A recent lawsuit filed by Minnesota Attorney General Lori Swanson reveals that medical debt collection companies are stationing debt collectors in emergency rooms where they confront patients about their existing medical bills as they enter the ER for treatment. Medical debt collectors are also visiting patients in their hospital rooms to pressure them over their bills while they are still recovering from surgery. Illinois-based Accretive Health uses these pushy tactics while advertising that they deliver “end-to-end revenue cycle execution” on behalf of medical providers. Accretive health often disguises its debt collectors as hospital employees who confront patients with confidential health information lifted from their medical files without notice or permission, which Minnesota AG Lori Swanson charges is a potential violation of federal privacy laws. Swanson also found that Accretive sought out pregnant women in delivery as easy collection targets, saying they “were most vulnerable in getting a pre-blanace paid.”

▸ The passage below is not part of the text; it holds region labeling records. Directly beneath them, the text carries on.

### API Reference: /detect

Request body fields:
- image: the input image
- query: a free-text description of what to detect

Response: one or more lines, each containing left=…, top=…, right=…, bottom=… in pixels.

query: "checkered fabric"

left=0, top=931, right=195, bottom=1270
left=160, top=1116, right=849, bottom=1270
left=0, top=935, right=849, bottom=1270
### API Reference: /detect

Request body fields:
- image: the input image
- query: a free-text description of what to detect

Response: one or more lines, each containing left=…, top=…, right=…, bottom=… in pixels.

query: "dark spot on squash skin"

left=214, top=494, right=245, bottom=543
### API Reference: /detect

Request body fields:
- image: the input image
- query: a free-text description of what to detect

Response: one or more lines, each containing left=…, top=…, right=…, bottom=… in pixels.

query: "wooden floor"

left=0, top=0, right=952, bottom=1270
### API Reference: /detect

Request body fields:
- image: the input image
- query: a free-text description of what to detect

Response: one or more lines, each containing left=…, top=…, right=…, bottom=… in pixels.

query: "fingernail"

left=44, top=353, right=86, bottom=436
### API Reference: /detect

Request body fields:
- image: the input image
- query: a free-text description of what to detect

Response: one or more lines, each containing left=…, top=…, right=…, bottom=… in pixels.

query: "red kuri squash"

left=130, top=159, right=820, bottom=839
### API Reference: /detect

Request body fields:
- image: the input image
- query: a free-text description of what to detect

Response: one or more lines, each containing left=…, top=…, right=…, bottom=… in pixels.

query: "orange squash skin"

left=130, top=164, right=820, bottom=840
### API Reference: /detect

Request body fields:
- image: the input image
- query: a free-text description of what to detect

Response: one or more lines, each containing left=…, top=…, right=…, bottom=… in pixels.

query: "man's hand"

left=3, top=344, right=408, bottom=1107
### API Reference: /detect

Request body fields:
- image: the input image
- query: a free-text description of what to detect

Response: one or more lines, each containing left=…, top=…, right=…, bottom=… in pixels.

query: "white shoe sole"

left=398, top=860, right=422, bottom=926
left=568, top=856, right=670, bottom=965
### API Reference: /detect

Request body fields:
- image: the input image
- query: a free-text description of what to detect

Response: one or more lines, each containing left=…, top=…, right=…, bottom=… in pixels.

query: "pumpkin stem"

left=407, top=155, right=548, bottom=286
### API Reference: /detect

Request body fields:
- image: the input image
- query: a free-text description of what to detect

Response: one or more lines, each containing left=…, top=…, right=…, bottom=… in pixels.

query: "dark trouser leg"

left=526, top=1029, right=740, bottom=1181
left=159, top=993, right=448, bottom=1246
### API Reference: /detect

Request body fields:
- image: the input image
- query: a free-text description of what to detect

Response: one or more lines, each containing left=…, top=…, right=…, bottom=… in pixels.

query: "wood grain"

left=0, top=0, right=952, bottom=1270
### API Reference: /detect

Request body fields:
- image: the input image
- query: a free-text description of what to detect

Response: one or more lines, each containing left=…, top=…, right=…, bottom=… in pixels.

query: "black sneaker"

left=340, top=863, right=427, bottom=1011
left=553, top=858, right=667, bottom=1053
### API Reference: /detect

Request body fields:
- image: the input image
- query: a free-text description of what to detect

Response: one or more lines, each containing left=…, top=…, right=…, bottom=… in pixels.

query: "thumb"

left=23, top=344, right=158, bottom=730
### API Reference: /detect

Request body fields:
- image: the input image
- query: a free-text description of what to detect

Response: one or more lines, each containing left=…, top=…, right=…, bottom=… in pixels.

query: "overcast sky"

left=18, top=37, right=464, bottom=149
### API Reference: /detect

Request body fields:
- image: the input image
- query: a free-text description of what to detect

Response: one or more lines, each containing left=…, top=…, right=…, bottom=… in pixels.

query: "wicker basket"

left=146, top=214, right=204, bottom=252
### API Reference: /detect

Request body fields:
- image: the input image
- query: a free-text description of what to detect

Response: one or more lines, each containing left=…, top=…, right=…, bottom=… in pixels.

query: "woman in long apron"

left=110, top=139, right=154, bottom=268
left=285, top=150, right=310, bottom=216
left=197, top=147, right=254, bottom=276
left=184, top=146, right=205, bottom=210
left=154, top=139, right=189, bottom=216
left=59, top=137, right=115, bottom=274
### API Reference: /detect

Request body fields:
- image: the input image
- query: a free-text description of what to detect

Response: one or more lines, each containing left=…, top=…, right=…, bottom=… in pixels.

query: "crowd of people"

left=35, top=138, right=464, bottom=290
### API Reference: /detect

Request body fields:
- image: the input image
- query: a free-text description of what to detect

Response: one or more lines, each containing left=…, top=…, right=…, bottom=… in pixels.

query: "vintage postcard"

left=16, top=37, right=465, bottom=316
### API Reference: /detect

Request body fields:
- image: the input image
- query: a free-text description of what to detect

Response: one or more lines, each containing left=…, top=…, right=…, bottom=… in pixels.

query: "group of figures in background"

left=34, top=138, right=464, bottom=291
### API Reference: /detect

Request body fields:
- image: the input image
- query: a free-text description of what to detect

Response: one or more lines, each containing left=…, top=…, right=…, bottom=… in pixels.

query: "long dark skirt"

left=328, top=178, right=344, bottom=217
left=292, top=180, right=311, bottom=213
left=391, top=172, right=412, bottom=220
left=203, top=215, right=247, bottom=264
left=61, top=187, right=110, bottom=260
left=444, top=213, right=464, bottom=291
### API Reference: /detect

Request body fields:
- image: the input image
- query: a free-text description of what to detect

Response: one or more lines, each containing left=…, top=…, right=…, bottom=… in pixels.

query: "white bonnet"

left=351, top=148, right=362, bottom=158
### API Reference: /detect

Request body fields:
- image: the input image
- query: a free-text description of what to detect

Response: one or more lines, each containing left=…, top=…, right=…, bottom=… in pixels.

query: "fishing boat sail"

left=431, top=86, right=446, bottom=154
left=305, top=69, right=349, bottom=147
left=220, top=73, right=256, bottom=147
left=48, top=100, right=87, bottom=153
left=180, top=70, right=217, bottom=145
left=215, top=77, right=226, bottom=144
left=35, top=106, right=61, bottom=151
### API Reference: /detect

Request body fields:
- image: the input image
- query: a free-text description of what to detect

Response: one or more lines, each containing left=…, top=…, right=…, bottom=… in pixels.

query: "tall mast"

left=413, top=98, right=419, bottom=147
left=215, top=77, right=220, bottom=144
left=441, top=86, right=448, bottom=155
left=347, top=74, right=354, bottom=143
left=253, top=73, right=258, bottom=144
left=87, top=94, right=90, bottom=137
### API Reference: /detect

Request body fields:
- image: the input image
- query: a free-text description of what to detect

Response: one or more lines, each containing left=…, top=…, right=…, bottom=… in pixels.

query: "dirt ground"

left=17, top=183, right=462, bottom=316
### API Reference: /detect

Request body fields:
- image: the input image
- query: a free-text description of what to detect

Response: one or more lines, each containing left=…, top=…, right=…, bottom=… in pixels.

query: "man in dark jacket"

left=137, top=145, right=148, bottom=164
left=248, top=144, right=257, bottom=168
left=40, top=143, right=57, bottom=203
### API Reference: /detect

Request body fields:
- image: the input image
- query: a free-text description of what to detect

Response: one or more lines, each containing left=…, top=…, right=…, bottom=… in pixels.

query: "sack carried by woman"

Source: Washington Post, April 25, 2012
On Monday, April 23, 2012, State Rep. Boyd Brown of South Carolina sent an email to all SC state legislators in which he urged his fellow legislators to leave the American Legislative Exchange Council (ALEC). Brown called ALEC a Koch-funded special interest group that wields too much power and causes legislators to neglect their constituents. Brown wrote that money continues to “be the cancer on the body politic, and with ALEC it has taken over.” He called “scholarships” through which ALEC funds legislators’ trips to conferences at fancy resorts a “pay-for-play scheme.” Brown’s plea had an effect. Today, April 24, South Carolina State Rep. Ted Vick (D) announced he is resigningfrom ALEC. In a public statement regarding his decision, Vick wrote in part, “Over the years, ALEC has steadily drifted to the right and away from its original purpose . . . I have found myself voting against their legislation more and more . . . Recent revelations concerning ALEC’s funding sources from radical elements
have proven to be the final straw for me. ALEC has become too partisan and too extreme. . . . ALEC has become part of the problem and I can no longer be a member of this organization.” In press releases on its website, ALEC maintains that it has been the target of an organized intimidation campaign and harassment tactics carried out by “liberal front groups” that are simply attacking ALEC’s free market policies, without addressing any of issues raised by the groups regarding problems with the legislation ALEC has been spreading.